1. There’s a war going on
Not true anymore. The Kosovo War between Albanian rebels and the Republic of Yugoslavia ended in 1999. These days there is still some tension between the Albanian majority and Serbia (NATO troops still guard isolated Serbian monasteries around Pristina), but the war as it stood is over. Kosovo got its independence in 2008 and has now been recognised by most UN member countries.It’s even on the International Olympic Committee.
2. It’s dangerous
While the scars of war still exist, they’re fading fast. The vast majority of old landmines from the Kosovo War have been cleared, conflict with Serbia has eased considerably and the majority of the country is busy looking to the future. Kosovo has the youngest and fastest growing population in Europe, with major cities like Pristina expanding day by day. All that’s required for travelling there are common sense and a little sensitivity. That’s it.
3. We’re not allowed to travel there
Travel warnings for Kosovo advise caution, but they don’t say not to travel there (except in some areas of the country, check with your relevant government department). It’s always a good idea to keep an eye on the current political climate, which is why a group trip in Kosovo makes the most sense. You can travel with a local leader who has their finger on the pulse, and you’ll be informed well in advance if there is any unrest on the horizon.
4. There’s not much history
Even though it’s Europe’s youngest official country, Kosovo has an old soul. Rome conquered the province in the second century BC and ruins of their cities can be found at sites like Ulpiana. Since then it’s been ruled by Bulgarians, Byzantines, Ottomans, Serbians, Hungarians and (recently) Kosovars themselves. There are 13th-century mosques, old churches, Ottoman-style bazaars and crumbling ruins dotted throughout the country – more than enough to keep a history buff happy.

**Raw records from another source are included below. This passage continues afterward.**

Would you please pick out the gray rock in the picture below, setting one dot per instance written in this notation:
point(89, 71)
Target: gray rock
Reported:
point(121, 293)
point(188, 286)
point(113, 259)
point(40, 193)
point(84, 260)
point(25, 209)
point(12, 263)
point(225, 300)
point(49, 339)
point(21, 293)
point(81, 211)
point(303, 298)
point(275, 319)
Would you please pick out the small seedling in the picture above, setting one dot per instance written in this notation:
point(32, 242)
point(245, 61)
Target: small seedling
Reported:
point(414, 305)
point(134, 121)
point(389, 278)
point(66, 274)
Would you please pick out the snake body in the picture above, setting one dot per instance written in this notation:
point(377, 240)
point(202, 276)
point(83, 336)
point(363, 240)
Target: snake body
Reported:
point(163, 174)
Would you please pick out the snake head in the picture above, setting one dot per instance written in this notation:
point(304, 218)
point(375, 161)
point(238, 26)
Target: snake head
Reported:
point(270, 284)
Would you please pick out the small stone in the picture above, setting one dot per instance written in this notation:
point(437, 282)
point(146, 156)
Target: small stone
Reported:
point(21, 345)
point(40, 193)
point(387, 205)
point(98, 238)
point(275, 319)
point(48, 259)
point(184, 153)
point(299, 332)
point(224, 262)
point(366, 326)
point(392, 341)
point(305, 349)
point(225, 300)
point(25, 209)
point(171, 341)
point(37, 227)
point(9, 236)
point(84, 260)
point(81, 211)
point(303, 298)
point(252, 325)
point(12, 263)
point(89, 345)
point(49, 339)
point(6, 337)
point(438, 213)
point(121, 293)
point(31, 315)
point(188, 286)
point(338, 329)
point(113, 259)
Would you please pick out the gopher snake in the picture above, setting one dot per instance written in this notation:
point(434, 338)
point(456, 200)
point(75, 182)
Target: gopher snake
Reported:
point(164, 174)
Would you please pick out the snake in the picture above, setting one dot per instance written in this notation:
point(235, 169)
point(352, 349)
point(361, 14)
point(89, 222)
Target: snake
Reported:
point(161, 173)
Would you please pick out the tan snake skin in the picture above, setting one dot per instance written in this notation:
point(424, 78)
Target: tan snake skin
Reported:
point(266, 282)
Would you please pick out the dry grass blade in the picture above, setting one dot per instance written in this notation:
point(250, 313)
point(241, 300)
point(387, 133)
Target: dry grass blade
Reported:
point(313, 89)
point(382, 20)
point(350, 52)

5. The people are unfriendly
Don’t mistake conflict with unfriendliness. The people of Kosovo have earned a reputation in recent years as some of the friendliest in Europe. Ask directions and it’s not uncommon you’ll be led all the way there. Invitations to family meals are common. It’s probably Kosovo’s exposure to international visitors: after the war over 200,000 international workers came to help the country get back on its feet, and the locals have never forgotten it.